Feed Wheat Retreats to £120.00/T

Old crop feed wheat values have continued to decline this week as currency fluctuations add further pressure to local ex-farm prices.

Feed wheat for spot collection is currently valued in the region of £120.00/T – £123.00/T ex-farm, depending on farm location. Local ex-farm values are now trading around £20.00/T lower than their pre-Christmas equivalent. Buyer demand is however very good and is allowing for rapid movement off the farm.

DEFRA have this week increased their forecast for Human and Industrial wheat usage in the UK this season by 182,000/T to a record 7.99 million tonnes. This is a 7.7% increase on last season’s use.

Increased demand from the bioethanol production industry is predominantly responsible for the increase, despite the current weaknesses within the bioethanol market itself. The percentage of home grown wheat used by UK millers is also good, despite the opportunity of competitively priced European alternatives.

In addition, this season’s exportable surplus figure was slightly decreased – but at 3.46 million tonnes this is still the largest figure since 2008.
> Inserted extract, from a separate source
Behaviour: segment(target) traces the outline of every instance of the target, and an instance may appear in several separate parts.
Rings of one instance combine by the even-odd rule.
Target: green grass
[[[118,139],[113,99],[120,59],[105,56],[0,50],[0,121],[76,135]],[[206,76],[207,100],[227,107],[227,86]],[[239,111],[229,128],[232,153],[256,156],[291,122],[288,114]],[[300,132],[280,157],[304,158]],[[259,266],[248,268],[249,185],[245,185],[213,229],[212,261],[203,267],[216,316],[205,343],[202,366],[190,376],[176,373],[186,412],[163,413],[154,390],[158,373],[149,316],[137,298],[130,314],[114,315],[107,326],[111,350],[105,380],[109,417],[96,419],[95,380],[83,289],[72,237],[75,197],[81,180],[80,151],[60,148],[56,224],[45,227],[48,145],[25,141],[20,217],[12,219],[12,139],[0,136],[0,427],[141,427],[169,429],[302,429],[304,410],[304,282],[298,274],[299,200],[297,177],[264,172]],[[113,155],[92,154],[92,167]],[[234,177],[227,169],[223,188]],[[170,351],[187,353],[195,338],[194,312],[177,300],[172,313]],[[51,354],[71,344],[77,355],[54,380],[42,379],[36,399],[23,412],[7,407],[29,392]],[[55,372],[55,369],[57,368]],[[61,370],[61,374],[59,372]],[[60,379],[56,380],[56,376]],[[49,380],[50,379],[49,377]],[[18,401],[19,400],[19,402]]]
For those of you with milling wheat still left in the shed, premiums for full specification group 1 varieties are unchanged at £45.00/T – £50.00/T over the feed wheat base; £170.00/T ex-farm currently looks like a realistic offer for March/April collection.

Demand for soft wheat, particularly full specification group 3 varieties has curbed and buyers are offering a £2.00 – £3.00/T premium over the feed wheat base.
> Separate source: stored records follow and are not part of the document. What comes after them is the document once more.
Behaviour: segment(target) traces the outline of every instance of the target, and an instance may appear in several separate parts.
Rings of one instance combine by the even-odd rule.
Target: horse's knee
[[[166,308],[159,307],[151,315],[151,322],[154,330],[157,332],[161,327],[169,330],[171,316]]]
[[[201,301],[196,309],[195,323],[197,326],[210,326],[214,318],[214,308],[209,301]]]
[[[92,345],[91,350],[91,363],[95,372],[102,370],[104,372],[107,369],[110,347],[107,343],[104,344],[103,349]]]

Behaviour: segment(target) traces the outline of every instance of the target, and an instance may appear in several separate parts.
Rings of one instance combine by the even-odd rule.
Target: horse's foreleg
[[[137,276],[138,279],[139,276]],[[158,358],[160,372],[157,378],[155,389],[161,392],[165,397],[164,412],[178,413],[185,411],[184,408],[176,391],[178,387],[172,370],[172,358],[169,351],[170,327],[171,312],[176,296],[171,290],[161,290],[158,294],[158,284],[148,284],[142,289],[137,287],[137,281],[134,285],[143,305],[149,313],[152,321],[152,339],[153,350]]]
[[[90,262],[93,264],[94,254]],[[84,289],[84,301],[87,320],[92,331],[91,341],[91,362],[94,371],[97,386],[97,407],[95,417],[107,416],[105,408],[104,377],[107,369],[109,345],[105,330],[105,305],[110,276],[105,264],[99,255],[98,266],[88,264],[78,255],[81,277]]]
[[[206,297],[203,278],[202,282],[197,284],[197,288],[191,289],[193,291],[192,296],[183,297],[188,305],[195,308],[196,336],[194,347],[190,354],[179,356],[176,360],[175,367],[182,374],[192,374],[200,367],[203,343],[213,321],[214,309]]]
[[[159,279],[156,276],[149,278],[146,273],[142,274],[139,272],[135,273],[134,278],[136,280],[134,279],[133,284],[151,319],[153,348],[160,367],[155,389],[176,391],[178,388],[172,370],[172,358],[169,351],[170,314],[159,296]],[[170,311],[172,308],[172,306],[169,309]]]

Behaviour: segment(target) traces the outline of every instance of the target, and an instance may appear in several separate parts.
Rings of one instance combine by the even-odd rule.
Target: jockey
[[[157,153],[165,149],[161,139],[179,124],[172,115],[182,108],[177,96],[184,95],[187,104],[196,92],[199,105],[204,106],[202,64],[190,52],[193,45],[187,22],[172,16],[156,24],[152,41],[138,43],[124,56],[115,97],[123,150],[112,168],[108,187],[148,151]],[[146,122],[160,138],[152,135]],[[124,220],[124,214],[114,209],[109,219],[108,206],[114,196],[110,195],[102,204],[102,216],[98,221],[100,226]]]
The recent cold snap across much of central Europe is giving some cause for concern and although the weather is described as ‘seasonal’, an initially mild start to the winter months has left many crops in a good, but susceptible condition. A sudden switch to colder weather could make many crops vulnerable, particularly those in Germany and across Northern parts of France.

Regardless, the above has done little to persuade new crop feed wheat values higher and prices are generally unchanged this week. £125.00/T ex-farm currently looks like a realistic offer for September collection – for those of you looking to secure immediate movement off the farm at harvest values would be £2.00 – £3.00/T less.

OSR values have also declined this week, again due to the current strength of sterling against the euro. Spot collection is offered in the region of £245/T ex-farm and there is a small carry available for movement further forward.

There are on-going talks of ‘wet weather’ over in Brazil but market opinion is mixed – some are convinced that the hot and dry weather is to continue whilst others see more favourable conditions on the horizon.

Mato Grosso for example is Brazil’s top soybean producing state and is expected to be a significant contributor to this seasons 95 million tonne crop. Just half the expected amount of rainfall has fallen here over the last six weeks and forecasts for the next fortnight demonstrate little change.